I’m using the gouge to carve a picture of a bird into the surface of a square piece of linoleum. I’m almost done, except for a few final touches. Then the square of linoleum can be coated in ink and pressed against paper to make prints. That part of the process isn’t so interesting to me, so I might skip it. The carving is the interesting part.
The art teacher advised me to draw the outlines of the picture on the linoleum first, but I decided to ignore this advice and just let the bird emerge as I carved. And now here it is, almost fully emerged from its hiding place within the gray linoleum, spreading its wings like it’s about to take flight.
“That’s really nice,” a girl’s voice says from somewhere above my right shoulder.
At first I don’t even realize it’s me she’s speaking to. Once I get into working on something, it’s hard to shift my focus. Fortunately, someone else is here to help me this time. A head with dark hair and neon pink lipstick leans sideways into my field of vision. “Hey, queerboy,” the head says. “Wake the fuck up. She’s talking to you.”
This is Trina. I don’t want to deal with Trina, so I twist around to look up at the first girl, the one who said “That’s really nice.” She has pale white skin and long straight hair a dozen shades of blonde. This is Kelly. Kelly and Trina are best friends, even though Kelly is always kind to people and Trina is mean to everyone except Kelly. No one is mean to Kelly, at least not here. General opinion among both guys and girls is that Kelly is the coolest girl in school. Though even the kids who are considered cool in this place were once outcasts among the normal kids, so I guess coolness is relative.
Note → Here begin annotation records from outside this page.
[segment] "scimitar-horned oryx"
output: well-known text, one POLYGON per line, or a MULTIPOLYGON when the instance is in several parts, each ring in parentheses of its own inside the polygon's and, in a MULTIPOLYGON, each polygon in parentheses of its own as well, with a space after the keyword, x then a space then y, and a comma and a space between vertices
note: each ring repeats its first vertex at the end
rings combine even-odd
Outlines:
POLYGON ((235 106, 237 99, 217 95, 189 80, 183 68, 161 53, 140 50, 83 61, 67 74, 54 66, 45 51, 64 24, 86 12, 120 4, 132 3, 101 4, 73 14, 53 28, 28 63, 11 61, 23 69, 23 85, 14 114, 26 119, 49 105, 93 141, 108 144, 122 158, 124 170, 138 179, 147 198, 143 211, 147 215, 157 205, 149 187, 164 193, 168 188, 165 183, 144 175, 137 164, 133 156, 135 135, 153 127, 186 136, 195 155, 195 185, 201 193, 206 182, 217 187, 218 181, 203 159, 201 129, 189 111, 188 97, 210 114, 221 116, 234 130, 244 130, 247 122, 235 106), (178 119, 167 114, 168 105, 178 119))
“Will you make me a blackbird like that?” Kelly asks.
Until this moment I hadn’t given any thought to what kind of bird it might be. I don’t think it looks like any real-life bird at all. It’s come out more abstract than realistic, the carved lines jagged and wild, emphasizing motion. If I had to guess, I’d maybe say it was a raven.
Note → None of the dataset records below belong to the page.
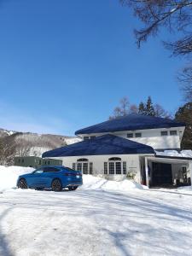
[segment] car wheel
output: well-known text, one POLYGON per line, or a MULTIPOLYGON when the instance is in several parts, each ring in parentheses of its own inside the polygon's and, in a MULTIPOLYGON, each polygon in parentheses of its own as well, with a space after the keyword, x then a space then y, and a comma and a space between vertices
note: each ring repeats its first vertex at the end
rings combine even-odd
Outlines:
POLYGON ((60 179, 55 178, 52 181, 51 189, 53 191, 61 191, 62 184, 60 179))
POLYGON ((78 186, 71 186, 71 187, 68 187, 68 189, 69 189, 70 191, 75 190, 75 189, 78 189, 78 186))
POLYGON ((18 183, 18 188, 22 189, 27 189, 27 183, 25 178, 20 178, 20 180, 18 183))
But girls mostly don’t talk to me at all, certainly not girls like Kelly who is the coolest girl in school and also so beautiful it hurts to look at her. So now it’s a blackbird. And I’d gladly make her one, or give her this one when I finish it. Or maybe I should use this carved piece of linoleum to make a print for her?
Before I can decide which option would be best, Trina grabs Kelly by the sleeve of her denim jacket and pulls her away, walking fast. “Come on,” she says. “Fuck this shit. You don’t need to talk to that little fucking faggot.”
Kelly’s pretty easygoing, but in ordinary circumstances she’d never allow Trina to drag her around like this. In the team of Kelly and Trina, Kelly is the leader and Trina is the sidekick. But Kelly seems to have become mesmerized by this bird I’ve carved, and she just looks at it over her shoulder and blinks in a bewildered sort of way as Trina leads her back to their seats on the other side of the room.
I go back to putting the finishing touches on the carving. By the time I’m done, art class is almost over. Across the room, Kelly and Trina are whispering to one another with fierce intensity, heads together, not even pretending to be working on their art projects. This doesn’t look like the kind of conversation I want to interrupt, so I guess I can’t just walk over there and hand my finished carving to Kelly. Instead, I hand it in to the art teacher for safekeeping. The art teacher loves it, and by the time she’s done bubbling about it the bell has rung and Kelly and Trina are gone.